Hier, mercredi 2 mai, le Réseau Voltaire a dénoncé publiquement, à l’Assemblée Nationale, l’attitude de Danone dans l’affaire du site « www.jeboycottedanone.com ». L’occasion notamment de rendre publique la plainte que l’association de défense de la liberté d’expression, en association avec Valentin Lacambre, représentant de la société Gandi, ont déposée contre X le 26 avril dernier. Cette plainte, qui fait suite à « la désactivation illégale » du site du Réseau Voltaire (qui édite le site « jeboycottedanone.net »), a été déposée pour « entrave à la liberté d’expression, à la liberté du travail, menaces et chantage », selon Thierry Meyssan, président du Réseau Voltaire. Thierry Meyssan a reçu le soutien de l’association Attac (Association pour la taxation des transactions financières pour l’aide aux citoyens), des Verts, du Parti Radical de Gauche et la Ligue Communiste Révolutionnaire, qui se sont portés partie civile. « Nous ne pouvons pas rester inertes face à de telles attaques. Tout ce qui porte atteinte au moindre segment de la liberté d’expression est une atteinte à la démocratie », a indiqué Noël Mamère, des Verts, cité par l’AFP.

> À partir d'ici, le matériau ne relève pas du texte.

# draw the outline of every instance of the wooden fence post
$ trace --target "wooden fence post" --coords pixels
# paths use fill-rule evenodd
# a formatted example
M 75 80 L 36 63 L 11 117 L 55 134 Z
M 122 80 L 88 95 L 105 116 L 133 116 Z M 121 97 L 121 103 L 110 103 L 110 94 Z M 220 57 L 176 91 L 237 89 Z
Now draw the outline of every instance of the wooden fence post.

Petit rappel des faits. Suite à l’annonce par Danone de fermer les usines du pôle Biscuit, Olivier Malnuit, journaliste à Technikart dépose le nom de domaine « Jeboycottedanone.com » et ouvre le site du même nom le 11 avril parallèlement aux mouvements syndicalistes qui appellent à la grève et au boycott. Le site est édité par le Réseau Voltaire à l’adresse « www.reseauvoltaire.com/jbd » vers laquelle pointe le nom de domaine en « .com ». Le 13 avril, le Groupe Danone et la Compagnie Gervais Danone assignent au fond Olivier Malnuit ainsi que deux intermédiaires techniques, les sociétés ELB multimédia et 7 Ways enregistreurs du nom de domaine incriminé. L’audience est fixée au 30 mai. Le 18 avril, Danone assigne les mêmes acteurs pour les mêmes raisons, en référé cette fois. Le 23 avril, le juge des référés rend sa décision. Il écarte la demande de Danone d’interdire l’usage du nom de domaine « jeboycottedanone.com » mais leur accorde l’interdiction de faire usage de la marque et des logos Danone. Un point sur lequel Olivier Malnuit ne pouvait gagner. « On ne peut pas être satirique vis-à-vis d’une marque », confirme Murielle-Isabelle Cahen, avocate à la Cour spécialisée dans le droit des technologies de l’information et de la communication.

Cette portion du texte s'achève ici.